Apple has reportedly filed a new patent which describes converting an iMessage into a voice note played back in a voice that the user has created with samples of the sender’s voice.
This should appeal to the younger lot who may prefer to share voice notes, while gen X and boomers stick to good old fashioned texts.
Apple seems to be tuning into this demand if going by its patent filing for a new messaging feature that could use AI to mimic your voice is any proof.
What’s new
Currently, iPhone owners can ask Siri to read their texts aloud in the digital assistant’s distinctive, robotic tenor.
With this patent Apple details a way of transforming an iMessage into an audio note.
In other words the message recipient will be able to hear the sender’s text in the sender’s voice instead of the artificial assistant Siri’s.
For it to work the sender will have to share a voice file when sending a message.
How it’s going to work
The recipient will have to agree to receive the voice file as the message, which would then imitate the sender’s voice.
“In response to receiving the message, a voice model of the respective user is received,” the patent reads.
“Based on the voice model, an audio output corresponding to the received message is provided.”

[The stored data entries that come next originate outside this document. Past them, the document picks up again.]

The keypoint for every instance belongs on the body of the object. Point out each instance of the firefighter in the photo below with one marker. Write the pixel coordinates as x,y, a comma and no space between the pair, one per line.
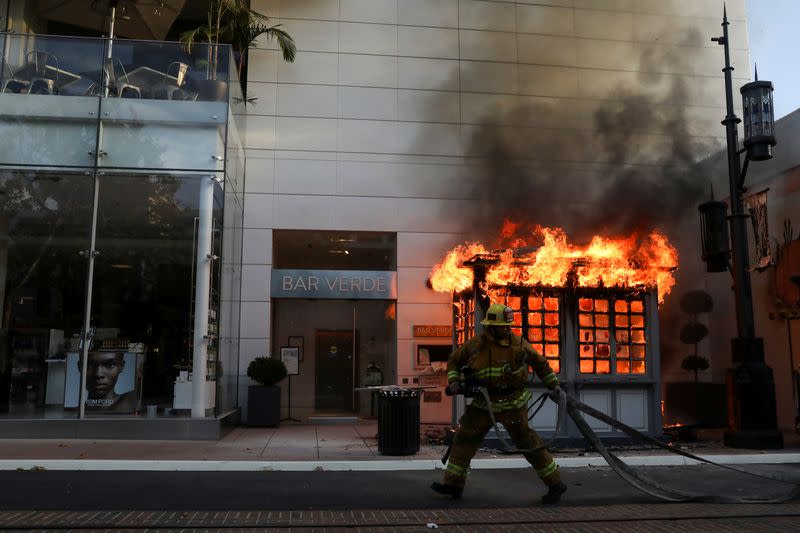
499,361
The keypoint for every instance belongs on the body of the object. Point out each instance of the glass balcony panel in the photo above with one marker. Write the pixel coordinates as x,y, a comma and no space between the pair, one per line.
165,108
48,104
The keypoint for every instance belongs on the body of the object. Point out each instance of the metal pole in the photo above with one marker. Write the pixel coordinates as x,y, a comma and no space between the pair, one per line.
742,286
87,317
755,384
202,297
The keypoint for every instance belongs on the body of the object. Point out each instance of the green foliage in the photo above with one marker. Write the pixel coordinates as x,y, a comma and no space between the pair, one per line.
694,363
266,370
234,23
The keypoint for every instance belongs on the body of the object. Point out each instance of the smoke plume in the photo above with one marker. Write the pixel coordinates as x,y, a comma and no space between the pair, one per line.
626,166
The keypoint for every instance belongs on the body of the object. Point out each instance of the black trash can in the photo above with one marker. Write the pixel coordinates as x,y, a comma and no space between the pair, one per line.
398,421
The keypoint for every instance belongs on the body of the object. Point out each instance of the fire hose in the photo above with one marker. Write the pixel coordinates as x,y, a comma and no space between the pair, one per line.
570,405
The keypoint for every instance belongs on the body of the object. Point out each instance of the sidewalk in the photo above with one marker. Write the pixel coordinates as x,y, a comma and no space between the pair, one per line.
304,446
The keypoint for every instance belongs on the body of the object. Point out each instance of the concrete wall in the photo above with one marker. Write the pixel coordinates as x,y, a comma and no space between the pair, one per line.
372,126
781,175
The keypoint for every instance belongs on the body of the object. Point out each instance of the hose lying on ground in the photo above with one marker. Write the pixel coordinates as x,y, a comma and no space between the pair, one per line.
573,407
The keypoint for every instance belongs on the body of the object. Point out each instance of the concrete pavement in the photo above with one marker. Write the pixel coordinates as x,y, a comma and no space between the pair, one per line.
332,447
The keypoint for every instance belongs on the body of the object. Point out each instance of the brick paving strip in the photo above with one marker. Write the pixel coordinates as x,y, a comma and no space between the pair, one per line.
495,519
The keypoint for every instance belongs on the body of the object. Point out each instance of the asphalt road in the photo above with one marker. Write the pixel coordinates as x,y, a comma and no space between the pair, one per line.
320,490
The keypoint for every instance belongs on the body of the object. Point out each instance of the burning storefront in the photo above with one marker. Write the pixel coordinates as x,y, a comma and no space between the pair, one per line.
591,310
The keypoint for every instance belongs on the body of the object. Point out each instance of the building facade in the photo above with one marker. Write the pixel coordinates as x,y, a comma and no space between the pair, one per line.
378,133
366,160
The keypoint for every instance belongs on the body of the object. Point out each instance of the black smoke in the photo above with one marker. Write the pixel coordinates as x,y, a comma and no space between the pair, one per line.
627,167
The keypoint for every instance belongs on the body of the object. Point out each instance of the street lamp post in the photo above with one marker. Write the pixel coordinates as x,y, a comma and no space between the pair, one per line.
755,385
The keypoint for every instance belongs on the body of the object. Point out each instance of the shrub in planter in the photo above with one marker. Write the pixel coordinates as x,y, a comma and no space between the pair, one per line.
264,400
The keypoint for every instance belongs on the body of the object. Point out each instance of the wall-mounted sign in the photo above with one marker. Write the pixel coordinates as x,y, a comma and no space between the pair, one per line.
336,284
433,331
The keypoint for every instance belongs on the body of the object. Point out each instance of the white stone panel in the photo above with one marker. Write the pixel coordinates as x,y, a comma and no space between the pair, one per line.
260,132
302,176
439,13
547,50
260,174
611,55
368,103
477,108
255,283
255,320
428,106
357,38
262,65
368,136
545,20
361,178
313,35
377,214
430,214
310,67
603,25
310,9
561,3
366,70
377,11
412,287
428,139
481,15
257,246
424,250
488,46
266,94
420,73
306,134
307,100
304,212
258,210
481,77
427,42
540,80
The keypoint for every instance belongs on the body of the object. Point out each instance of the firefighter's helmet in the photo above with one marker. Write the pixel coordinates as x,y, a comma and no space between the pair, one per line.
498,315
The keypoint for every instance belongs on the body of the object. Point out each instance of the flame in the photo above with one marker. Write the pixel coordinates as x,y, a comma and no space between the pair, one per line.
450,275
633,261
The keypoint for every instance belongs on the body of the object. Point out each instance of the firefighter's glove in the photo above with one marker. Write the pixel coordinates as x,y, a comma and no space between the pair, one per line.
454,388
554,393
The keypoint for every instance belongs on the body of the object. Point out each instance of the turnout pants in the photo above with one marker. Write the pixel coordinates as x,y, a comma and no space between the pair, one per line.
472,429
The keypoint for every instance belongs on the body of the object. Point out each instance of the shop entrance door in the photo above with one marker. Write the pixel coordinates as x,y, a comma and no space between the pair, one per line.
334,370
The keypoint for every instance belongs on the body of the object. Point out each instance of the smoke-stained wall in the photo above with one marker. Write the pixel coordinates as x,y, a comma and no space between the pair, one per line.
438,118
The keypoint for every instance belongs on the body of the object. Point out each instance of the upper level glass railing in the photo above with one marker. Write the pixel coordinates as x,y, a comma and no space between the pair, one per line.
121,68
154,105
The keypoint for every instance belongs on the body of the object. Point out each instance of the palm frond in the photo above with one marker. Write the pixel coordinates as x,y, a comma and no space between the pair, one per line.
284,40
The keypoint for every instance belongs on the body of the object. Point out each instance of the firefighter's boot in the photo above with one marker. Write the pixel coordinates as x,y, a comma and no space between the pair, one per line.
553,495
452,490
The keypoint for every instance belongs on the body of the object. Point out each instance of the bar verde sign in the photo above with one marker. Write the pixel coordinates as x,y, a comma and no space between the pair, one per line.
344,284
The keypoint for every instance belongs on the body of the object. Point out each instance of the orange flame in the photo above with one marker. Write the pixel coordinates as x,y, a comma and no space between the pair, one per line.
634,261
450,275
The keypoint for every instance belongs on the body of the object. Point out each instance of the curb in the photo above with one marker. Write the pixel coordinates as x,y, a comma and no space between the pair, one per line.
370,465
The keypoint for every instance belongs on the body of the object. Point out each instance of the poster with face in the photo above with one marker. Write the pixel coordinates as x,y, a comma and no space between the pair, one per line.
112,381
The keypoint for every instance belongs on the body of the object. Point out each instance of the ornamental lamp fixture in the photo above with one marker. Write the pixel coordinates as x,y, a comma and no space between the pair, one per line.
714,235
759,119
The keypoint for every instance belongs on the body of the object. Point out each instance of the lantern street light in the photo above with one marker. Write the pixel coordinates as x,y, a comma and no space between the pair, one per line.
754,383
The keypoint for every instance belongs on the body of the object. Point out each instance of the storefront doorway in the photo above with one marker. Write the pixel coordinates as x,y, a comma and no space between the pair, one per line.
335,361
346,342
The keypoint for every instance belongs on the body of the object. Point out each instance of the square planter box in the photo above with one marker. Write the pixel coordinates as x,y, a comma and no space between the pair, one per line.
263,405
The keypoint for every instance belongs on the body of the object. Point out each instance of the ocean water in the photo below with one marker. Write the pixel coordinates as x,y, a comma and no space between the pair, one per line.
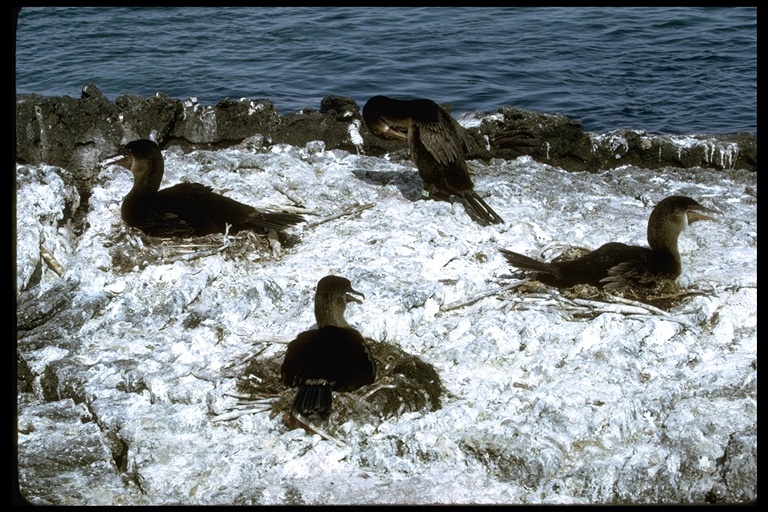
676,70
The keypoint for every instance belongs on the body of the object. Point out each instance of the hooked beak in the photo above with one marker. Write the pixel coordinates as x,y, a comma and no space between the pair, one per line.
350,296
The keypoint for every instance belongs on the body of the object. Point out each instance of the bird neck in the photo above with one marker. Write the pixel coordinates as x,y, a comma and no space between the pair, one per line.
330,316
147,174
664,240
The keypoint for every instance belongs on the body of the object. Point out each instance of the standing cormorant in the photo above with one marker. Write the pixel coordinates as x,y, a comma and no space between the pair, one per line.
332,357
616,265
185,209
437,148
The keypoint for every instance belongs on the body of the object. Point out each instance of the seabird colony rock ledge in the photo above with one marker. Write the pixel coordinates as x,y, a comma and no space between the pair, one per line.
77,133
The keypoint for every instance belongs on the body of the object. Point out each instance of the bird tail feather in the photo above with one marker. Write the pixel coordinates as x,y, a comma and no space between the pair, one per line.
276,220
313,398
479,210
525,262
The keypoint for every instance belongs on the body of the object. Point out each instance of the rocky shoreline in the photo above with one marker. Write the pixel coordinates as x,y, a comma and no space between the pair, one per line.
77,133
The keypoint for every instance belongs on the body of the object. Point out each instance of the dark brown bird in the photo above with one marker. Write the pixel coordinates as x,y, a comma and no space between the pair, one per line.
616,265
186,209
332,357
437,148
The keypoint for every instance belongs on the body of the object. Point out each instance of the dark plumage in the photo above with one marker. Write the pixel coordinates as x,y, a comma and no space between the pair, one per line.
616,265
186,209
332,357
437,148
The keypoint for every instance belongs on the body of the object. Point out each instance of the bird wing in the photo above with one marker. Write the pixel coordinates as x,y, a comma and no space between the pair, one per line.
442,140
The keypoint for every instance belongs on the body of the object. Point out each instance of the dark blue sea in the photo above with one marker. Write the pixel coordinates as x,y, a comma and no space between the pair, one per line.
676,70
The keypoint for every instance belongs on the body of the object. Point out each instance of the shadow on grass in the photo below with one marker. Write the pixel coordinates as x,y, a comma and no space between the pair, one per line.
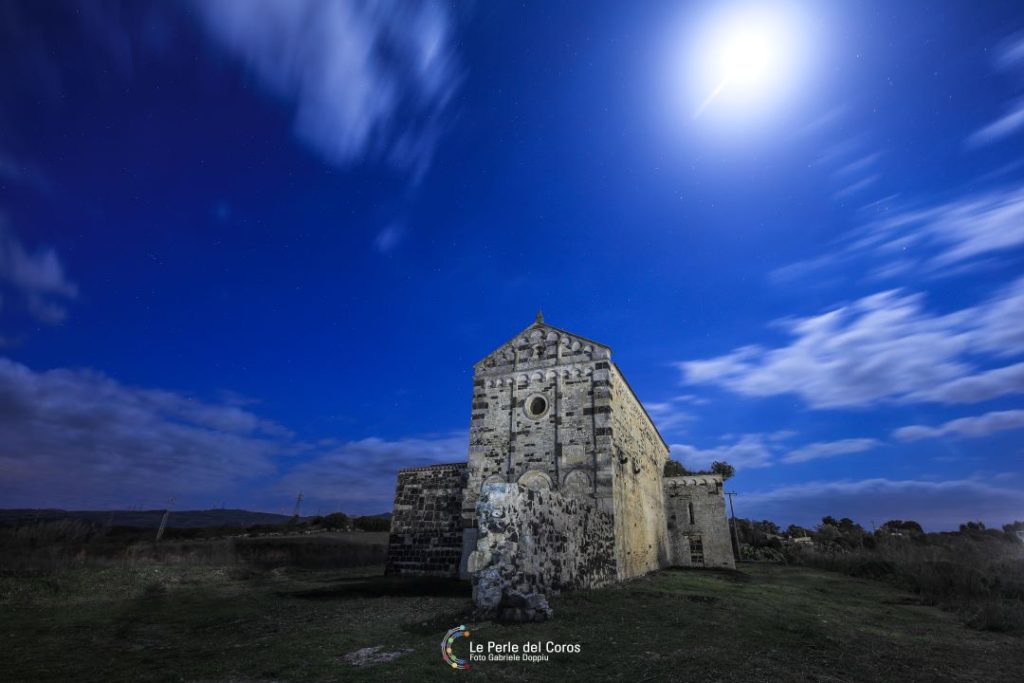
375,587
734,575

The iPhone in question would then build a Siri-like profile for the sender’s voice, and then simulate that when reading that message and any future ones it may receive from that sender.
Further personalization
The voice file could also be sent with selected contacts, allowing users to save time when a message arrives.
The file would be automatically created and kept on your phone, based on your use of Siri.
One advantage is the offering of more personalization when friends and family text each other, instead of hearing Siri’s voice during message reading.
So if this update eventually makes it to the handsets it would make the end result a lot more human-sounding.
Use cases
A personal example could be that couples could also hear messages in a more personal way, such as hearing “I love you” in their partner’s voice.
Another use could be hearing messages hands-free while driving, for instance.
People behind the patent
Qiong Hi, Jiangchuan Li and David A Winarsky are the patent’s inventors.
Winarsky is Apple’s director of text-to-speech technology, Li is a senior Siri software engineer for machine learning at Apple, and Hu formerly worked on Siri at the company.
50-50 chance
As in the usual case of patents, it won’t necessarily become a reality, however there is a possibility given Apple’s recent work with artificial intelligence and voices.
For example, with iOS 11, Apple switched Siri’s voice depending on recordings from voice actors to a text-to-speech model using machine learning.
Consumer opinion
Further, according to TechRound, 33 per cent of respondents aged between 18 to 24 said they regularly use voice notes to communicate with friends, with 59 per cent of the age group saying that voice notes were quicker and easier to send.
In stark contrast just five per cent of boomers use voice notes to communicate, according to WhatGadget.
Embracing AI
This isn’t Apple’s first brush with AI, having earlier used it to narrate specific audiobook genres instead of using humans.
This lends further proof that an Apple device could eventually learn to read messages in a human’s voice.